Test Glory of The Roman Empire
La Note
note Glory of The Roman Empire 10 20

Finalement, Glory of the Roman Empire s’avère être un jeu mi-figue mi-olive. Loin d’être désagréable à jouer, il demeure cependant trop simpliste pour s'imposer comme un indispensable de sa catégorie. Il brille de mille feux étincelants mais sonne plutôt creux. Bref, nous allons peut-être attendre un certain Caesar IV avant de décerner une couronne de lauriers.


Les plus
  • Les graphismes
  • La 3D rend la ville réaliste
  • Gestion des esclaves
Les moins
  • Objectifs de mission superficiels


Le Test

Difficile de ne pas songer à la série des Caesar en jouant à Glory of the Roman Empire, pour la thématique mais également pour les mécanismes du jeu. Heureusement, les développeurs n’ont pas reproduit les innombrables bugs de l’époque.

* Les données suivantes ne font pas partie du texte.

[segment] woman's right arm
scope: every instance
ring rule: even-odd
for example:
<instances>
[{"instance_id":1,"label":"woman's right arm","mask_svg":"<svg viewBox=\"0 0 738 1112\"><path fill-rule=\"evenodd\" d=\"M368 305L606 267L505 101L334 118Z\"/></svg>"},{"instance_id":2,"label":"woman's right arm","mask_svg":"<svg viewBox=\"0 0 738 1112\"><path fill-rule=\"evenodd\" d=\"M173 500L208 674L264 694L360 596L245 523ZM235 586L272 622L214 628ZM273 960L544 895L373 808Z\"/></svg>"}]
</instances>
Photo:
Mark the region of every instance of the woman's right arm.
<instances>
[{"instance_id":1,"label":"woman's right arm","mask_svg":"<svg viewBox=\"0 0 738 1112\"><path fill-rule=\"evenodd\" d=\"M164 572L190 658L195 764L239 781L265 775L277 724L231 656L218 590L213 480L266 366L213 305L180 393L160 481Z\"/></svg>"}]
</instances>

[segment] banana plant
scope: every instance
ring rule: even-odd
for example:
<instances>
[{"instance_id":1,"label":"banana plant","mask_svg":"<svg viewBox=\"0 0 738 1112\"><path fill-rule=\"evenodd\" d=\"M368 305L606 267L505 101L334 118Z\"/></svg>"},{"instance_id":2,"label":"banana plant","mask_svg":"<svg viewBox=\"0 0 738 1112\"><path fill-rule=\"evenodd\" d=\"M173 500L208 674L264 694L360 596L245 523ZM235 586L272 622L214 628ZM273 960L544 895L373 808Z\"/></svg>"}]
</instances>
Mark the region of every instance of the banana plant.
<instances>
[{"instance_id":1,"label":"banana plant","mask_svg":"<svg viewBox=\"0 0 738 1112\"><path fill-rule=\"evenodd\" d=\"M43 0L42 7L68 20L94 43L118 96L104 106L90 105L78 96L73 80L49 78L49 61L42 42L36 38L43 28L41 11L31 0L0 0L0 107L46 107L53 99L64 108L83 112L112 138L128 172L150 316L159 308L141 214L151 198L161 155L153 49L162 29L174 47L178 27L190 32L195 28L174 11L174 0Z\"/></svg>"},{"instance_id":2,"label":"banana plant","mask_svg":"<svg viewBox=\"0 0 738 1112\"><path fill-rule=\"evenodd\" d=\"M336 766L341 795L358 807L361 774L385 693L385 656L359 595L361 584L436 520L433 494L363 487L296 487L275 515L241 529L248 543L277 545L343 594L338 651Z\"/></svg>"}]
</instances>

Avant de commencer ce texte, il convient d’entamer une monumentale phase de concentration ; en effet, il serait extrêmement préjudiciable de confondre à un quelconque moment l’excellente série Rome, diffusée sur Canal + en ce moment de Glory of The Roman Empire. La première dégouline de sang et d’autres liquides divers et variés que l’on trouve dans le corps humain et le deuxième ne zoome pas autant sur la vie privée des romains car il reste un jeu vidéo de gestion. On aurait aimé que le jeu soit à la hauteur de la série mais ce n’est malheureusement pas le cas ; de toute façon, ce titre n’est pas une adaptation du nouveau chef d’œuvre de HBO, c’eut été impossible.

Les plus jeunes d’entre vous ne connaissent bien évidemment pas la série des Caesar, un city builder de Vivendi Universal Games dont les ingénieux mécanismes de jeu étaient assez proportionnels au nombre de bugs rencontrés. Les Allemands de Haeminont Games ont eu la bonne idée de repomper intégralement le concept sans en intégrer les bugs. Voici donc les grandes idées pour avancer dans ce jeu.

 

Copy and Paste Caesar III. Add Slaves

 

Tout commence par une cité comprenant un hôtel de ville. En fonction des missions, plusieurs bâtiments sont déjà placés sur la carte. La première chose à faire consiste à peupler un peu les environs, le long des routes de préférence, pour accélérer les futurs transports de marchandise. Il faut donc commencer par les habitations standard (deux habitants). Un autel et un point d’eau à proximité font évoluer les choses de façon significative (quatre habitants). Les phases suivantes d’évolution de la demeure deviennent beaucoup plus compliquées. Les citoyens, oisifs, veulent de la nourriture, des vêtements, du pain… Les 10-15 premières missions ne demandent pas un grand effort. En se concentrant sur l’objectif, et rien que lui, il ne faut pas construire des bâtiments variés. Chaque mission demeure très spécifique : en cas d’incendies ou d’émeutes, il faut des préfectures, s’il faut des esclaves (ils s’achètent), la mine d’or devra être parfaitement réglée, si une denrée vous manque, il suffit de construire un comptoir de commerce et de troquer une de vos productions contre celle que vous convoitez. C’est le changement radical par rapport à Caesar : dans n’importe quelle mission du titre de Vivendi Universal Games, on exigeait du joueur une ville parfaite à de très nombreux points de vue (qualité des habitations, finances au beau fixe, armée imposante…). Dans Glory of The Roman Empire, vous micro gérez un aspect de la ville avant de résoudre des problèmes très différents. Certains aimeront placer des tours de défense partout dans une ville pourrie, remplie de citoyens en rogne, d’autres trouveront frustrants d’achever une mission sans avoir vraiment eu l’impression de le mériter. Nous sommes dans cette deuxième catégorie.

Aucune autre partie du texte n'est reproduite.